Escobar focuses on the latter issue of this paradox, when there are no drugs being

seized, only potential hints of their existence or whichever phantasmagoria serves as

such. Even though carrying any of these items does not typify a crime according to the Brazilian judicial apparatus, they could be seized by the police. Antennas, coins, "tênis de mola"², golden chains and watches, as well as lighters, rolling paper and knives, none of which are prohibited by written law, unless done so by the hands that execute it. After all, in Brazil, the difference between citizen and criminal, drug user and drug trafficker, is in the eye of the beholder. It depends on who carries, who sniffs and who smokes. That is where unavoidable connections and the differences between the edges of the system lie: luxury apartments and ordinary drug dens, international financial operations and money circulation; international drug lords – many of which hold parliamentary seats – and those who operate on the visible surface, with far less or almost nothing, biting the bullet on the outskirts of the metropolises. Everything is context!


Escobar embraces the spiritual evocation of these items to tension the lines between

object and narrative, fact and fiction, utilizing them as a synthesis of the material

existence of contemporary society. Behind the magnetic strangeness of these

combinations, lies the macro panorama's non-sense gore, all the brutal violence and

generalized absurdity that surrounds us. Each object evokes the dynamic of a society that, guided by an operational system based on an alleged rationality, impels a senseless program that is as comical as it is tragic. A shameless system, that demotes human potential to its lowest level, and won't think twice before exempting itself from its complete inefficiency and baneful lack of logic and justice.

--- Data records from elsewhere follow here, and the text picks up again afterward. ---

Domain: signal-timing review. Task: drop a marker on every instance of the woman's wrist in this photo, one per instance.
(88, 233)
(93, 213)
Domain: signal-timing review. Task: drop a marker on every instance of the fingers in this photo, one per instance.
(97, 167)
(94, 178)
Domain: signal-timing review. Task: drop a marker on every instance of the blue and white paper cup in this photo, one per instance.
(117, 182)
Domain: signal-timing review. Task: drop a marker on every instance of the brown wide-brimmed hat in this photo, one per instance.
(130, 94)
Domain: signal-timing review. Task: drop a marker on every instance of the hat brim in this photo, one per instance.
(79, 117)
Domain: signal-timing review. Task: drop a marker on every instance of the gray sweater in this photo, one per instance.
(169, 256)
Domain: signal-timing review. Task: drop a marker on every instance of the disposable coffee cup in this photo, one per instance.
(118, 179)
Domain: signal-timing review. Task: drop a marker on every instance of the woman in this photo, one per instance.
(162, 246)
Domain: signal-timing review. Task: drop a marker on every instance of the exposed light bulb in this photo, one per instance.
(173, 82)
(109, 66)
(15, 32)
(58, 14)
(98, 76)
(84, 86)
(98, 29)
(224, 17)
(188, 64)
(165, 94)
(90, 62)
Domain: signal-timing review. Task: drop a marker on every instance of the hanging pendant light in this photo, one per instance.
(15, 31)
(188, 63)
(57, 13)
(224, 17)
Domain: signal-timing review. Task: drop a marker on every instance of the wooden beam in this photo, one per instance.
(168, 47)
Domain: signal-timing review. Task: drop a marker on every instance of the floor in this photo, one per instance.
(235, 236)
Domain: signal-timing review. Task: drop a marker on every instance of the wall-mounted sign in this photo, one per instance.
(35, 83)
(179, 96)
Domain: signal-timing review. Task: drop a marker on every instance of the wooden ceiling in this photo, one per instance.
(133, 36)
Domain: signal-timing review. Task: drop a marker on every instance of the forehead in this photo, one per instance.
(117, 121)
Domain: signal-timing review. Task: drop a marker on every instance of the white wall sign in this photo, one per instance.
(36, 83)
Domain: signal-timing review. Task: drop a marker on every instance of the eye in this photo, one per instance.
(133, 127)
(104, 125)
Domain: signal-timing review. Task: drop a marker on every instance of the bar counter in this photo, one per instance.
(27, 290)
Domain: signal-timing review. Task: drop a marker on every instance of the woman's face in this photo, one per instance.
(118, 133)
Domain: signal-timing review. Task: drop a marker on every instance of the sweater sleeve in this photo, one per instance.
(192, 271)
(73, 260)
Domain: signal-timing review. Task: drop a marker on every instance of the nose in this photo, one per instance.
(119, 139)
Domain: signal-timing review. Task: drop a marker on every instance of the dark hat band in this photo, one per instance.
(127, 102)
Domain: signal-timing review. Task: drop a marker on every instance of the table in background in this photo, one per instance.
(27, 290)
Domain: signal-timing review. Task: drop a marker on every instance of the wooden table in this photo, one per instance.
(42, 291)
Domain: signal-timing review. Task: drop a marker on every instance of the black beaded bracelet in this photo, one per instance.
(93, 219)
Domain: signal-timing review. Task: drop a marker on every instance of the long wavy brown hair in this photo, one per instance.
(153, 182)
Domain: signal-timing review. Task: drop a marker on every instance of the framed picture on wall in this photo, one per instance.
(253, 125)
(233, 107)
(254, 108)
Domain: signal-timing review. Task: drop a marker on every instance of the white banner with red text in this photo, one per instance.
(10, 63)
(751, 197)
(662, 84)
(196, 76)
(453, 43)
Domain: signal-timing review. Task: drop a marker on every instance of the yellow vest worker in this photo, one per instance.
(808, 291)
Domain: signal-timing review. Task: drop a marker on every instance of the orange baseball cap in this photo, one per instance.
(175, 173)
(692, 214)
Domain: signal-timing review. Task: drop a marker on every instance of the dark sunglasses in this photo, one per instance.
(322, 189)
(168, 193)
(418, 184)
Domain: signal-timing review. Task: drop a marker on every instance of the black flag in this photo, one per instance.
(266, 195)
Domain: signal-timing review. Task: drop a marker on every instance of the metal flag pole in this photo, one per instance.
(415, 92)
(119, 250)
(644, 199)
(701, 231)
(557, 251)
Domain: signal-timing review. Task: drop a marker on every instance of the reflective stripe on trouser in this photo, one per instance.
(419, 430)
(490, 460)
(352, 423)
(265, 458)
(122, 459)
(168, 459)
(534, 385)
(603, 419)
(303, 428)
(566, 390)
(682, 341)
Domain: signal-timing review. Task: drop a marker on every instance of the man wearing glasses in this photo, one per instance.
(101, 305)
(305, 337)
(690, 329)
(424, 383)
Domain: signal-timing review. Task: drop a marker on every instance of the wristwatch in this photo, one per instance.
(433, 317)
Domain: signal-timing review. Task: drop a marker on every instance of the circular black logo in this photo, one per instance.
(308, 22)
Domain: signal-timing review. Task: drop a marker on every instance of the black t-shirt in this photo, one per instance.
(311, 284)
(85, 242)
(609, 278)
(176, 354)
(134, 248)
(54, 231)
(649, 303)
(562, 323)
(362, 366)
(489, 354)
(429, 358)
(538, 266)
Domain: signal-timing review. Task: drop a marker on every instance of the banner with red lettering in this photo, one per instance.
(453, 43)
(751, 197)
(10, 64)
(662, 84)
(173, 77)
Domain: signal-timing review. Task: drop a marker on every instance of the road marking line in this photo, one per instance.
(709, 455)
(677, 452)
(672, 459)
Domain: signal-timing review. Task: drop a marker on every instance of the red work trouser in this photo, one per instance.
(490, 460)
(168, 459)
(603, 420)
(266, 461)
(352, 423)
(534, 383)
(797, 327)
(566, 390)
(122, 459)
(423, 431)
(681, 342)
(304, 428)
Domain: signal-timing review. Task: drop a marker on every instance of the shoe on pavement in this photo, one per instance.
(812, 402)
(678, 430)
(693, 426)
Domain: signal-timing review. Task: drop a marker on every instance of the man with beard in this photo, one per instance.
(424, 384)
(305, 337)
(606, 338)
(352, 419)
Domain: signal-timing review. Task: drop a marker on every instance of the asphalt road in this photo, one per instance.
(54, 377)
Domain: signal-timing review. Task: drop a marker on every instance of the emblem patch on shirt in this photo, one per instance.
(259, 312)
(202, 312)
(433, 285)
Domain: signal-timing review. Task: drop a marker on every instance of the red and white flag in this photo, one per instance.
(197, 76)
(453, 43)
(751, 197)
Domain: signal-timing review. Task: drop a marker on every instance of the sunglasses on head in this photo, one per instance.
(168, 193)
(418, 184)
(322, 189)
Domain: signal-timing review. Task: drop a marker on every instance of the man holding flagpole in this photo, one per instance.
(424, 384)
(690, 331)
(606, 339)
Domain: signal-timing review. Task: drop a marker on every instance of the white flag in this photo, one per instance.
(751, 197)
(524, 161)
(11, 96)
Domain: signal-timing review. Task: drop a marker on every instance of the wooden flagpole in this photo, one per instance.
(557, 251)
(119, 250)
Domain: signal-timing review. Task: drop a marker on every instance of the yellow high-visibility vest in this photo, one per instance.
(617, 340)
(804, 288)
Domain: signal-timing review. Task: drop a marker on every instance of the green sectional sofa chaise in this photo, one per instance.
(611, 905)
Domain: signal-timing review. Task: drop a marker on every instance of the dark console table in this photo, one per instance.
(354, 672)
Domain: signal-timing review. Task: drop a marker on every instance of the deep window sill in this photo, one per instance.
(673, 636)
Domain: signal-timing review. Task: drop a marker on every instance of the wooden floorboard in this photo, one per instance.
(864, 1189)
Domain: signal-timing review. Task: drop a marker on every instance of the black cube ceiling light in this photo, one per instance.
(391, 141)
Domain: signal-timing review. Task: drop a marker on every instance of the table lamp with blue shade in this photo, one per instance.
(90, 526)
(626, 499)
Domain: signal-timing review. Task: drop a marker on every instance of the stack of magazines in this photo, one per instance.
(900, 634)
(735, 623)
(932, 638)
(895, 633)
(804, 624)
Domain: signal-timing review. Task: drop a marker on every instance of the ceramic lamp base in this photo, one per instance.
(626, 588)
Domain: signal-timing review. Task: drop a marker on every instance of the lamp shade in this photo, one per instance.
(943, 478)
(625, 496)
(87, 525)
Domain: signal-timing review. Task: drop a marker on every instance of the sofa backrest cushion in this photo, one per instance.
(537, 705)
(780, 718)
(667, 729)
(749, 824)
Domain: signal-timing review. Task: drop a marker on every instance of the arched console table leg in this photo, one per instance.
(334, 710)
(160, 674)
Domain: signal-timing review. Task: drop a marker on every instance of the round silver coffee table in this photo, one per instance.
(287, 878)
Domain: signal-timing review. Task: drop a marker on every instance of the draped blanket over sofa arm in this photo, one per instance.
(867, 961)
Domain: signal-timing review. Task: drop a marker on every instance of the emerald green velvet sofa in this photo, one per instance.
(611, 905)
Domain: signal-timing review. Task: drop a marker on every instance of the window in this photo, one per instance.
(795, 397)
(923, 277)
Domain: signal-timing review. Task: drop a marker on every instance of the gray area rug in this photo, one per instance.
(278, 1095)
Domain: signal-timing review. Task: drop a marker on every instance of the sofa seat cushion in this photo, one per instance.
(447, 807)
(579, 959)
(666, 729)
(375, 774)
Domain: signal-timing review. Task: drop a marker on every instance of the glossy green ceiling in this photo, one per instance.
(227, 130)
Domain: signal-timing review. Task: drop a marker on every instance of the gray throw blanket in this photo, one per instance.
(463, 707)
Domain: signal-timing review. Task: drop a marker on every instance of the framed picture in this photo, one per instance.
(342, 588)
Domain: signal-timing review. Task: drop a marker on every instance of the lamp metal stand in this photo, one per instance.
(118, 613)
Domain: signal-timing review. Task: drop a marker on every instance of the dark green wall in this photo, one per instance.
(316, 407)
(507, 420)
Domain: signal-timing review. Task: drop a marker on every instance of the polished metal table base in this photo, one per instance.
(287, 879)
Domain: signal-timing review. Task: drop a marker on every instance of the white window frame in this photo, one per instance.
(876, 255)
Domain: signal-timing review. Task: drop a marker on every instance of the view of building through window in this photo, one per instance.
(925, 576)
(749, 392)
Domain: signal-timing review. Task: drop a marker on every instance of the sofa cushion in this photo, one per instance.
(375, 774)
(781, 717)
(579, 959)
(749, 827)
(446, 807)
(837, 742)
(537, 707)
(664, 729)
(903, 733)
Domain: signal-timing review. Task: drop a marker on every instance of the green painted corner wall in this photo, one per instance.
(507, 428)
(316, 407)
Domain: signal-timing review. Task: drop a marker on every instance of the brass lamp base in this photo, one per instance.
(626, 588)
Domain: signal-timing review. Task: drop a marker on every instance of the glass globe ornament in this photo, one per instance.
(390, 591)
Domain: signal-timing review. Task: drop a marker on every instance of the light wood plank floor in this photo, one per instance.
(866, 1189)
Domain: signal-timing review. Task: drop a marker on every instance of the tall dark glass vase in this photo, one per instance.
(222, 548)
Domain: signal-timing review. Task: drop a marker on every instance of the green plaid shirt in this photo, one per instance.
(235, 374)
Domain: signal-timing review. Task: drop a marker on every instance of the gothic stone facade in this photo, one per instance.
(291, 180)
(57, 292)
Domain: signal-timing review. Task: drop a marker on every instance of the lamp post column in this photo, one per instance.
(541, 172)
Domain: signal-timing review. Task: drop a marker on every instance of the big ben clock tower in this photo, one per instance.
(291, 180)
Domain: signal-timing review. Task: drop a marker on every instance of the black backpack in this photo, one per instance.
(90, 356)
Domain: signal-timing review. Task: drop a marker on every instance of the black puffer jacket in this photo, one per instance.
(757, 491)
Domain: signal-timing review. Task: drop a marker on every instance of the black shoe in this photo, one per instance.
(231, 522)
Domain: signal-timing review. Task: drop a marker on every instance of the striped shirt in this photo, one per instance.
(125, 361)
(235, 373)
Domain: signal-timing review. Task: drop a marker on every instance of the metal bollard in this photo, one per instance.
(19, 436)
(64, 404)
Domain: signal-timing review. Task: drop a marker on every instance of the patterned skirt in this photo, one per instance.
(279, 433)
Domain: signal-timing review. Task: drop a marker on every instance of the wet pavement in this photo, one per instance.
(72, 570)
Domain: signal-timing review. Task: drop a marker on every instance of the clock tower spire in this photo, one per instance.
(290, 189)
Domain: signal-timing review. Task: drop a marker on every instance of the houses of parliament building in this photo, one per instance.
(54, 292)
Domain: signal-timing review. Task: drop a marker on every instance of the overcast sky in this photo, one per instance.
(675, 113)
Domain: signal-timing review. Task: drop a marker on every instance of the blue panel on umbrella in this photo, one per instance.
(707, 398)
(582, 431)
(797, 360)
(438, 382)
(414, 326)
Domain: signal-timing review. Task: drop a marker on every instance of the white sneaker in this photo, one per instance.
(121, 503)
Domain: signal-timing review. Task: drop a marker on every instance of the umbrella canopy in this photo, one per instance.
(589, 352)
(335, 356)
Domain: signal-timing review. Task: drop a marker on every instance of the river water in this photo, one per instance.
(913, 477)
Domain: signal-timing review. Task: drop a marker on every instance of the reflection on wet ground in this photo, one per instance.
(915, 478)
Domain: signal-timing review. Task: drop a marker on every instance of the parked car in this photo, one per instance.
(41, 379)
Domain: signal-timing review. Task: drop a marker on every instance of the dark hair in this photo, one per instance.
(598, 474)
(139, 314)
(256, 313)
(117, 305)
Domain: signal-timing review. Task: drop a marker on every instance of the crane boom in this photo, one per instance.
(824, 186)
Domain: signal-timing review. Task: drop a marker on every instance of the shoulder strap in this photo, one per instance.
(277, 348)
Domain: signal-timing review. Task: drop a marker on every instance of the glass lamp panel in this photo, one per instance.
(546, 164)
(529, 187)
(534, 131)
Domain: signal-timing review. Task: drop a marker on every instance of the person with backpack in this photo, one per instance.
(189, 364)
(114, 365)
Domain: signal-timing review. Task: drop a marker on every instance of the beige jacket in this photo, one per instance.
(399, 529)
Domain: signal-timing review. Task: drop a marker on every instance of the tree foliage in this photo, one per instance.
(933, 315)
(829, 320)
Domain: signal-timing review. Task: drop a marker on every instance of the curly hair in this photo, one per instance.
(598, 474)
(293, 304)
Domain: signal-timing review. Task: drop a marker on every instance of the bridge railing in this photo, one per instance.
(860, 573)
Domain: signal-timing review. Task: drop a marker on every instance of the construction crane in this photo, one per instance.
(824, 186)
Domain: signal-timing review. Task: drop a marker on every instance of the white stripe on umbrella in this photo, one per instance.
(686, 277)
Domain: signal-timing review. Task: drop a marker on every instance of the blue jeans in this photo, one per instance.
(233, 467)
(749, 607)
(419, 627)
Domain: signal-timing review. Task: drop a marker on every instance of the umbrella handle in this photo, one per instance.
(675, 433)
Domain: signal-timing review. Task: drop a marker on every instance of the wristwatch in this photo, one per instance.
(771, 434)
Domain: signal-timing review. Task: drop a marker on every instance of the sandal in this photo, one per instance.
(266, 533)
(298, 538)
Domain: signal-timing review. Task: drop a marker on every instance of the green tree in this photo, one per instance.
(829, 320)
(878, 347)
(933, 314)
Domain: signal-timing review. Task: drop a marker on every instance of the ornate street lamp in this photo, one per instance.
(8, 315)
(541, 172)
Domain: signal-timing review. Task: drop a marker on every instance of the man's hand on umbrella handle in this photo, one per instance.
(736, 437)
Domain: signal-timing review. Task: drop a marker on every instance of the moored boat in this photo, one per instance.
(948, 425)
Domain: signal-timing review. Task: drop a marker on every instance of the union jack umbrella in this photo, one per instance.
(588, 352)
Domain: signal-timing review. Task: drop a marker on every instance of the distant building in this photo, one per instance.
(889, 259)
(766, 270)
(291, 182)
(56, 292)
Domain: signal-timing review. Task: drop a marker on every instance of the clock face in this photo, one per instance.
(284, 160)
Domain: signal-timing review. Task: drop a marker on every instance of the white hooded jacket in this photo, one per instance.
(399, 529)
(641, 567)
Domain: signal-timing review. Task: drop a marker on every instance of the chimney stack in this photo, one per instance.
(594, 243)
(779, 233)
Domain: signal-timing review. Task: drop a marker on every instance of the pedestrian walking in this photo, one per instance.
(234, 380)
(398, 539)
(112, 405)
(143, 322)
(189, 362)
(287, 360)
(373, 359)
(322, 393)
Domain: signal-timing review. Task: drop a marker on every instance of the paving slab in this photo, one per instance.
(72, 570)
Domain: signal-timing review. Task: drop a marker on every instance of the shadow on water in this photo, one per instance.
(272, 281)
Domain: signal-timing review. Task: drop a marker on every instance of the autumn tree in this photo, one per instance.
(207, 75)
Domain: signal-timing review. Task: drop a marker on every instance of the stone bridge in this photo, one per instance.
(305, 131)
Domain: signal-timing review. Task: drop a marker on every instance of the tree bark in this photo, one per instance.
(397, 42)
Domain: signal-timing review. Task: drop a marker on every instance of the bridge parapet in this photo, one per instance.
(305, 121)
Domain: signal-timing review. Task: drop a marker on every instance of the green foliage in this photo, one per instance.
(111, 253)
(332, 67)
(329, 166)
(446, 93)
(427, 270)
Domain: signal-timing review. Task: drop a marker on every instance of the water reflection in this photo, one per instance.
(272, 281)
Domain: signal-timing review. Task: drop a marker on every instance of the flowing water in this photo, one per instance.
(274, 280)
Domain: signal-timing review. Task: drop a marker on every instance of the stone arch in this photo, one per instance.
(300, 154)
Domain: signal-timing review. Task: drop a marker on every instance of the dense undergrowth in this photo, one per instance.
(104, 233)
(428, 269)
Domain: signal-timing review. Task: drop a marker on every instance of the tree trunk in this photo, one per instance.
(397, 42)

Apart from the objects, two photographs mounted on the rearmost wall contribute to the tradition of the Still Life in art history. They are classical landscapes that dramatically reenact the fetishes and cliches linked to the consumption of psychoactive substances, emphasizing not only accessories mobilized by recreational use, but also the atmosphere and conjuncture that surrounds it. In their chiaroscuro, these images bring out depth to a range of experiences composed of solid and subjective matter, organized in such a way that allows us to access the source of a social-aesthetic structure that simultaneously generates images and grinds people up. Thus, behold a conceptual space in which our bodies can stroll through energies and linguistic codes that shift between materiality and idea, between what there is and what escapes us – all that was, that is now a mere

specter, just a ghost. It turned to dust, it turned to smoke.


¹ In Portuguese the word "cachimbo" means pipe, while the suffix "-eiro" is an equivalent of the suffix "-er" in English, which indicates someone or something performing a particular action.


² A commonly used term for referencing notorious Nike running shoes popularized in the early 2000s for having the Nike Shox support system, which consists of a series of columns in the heels.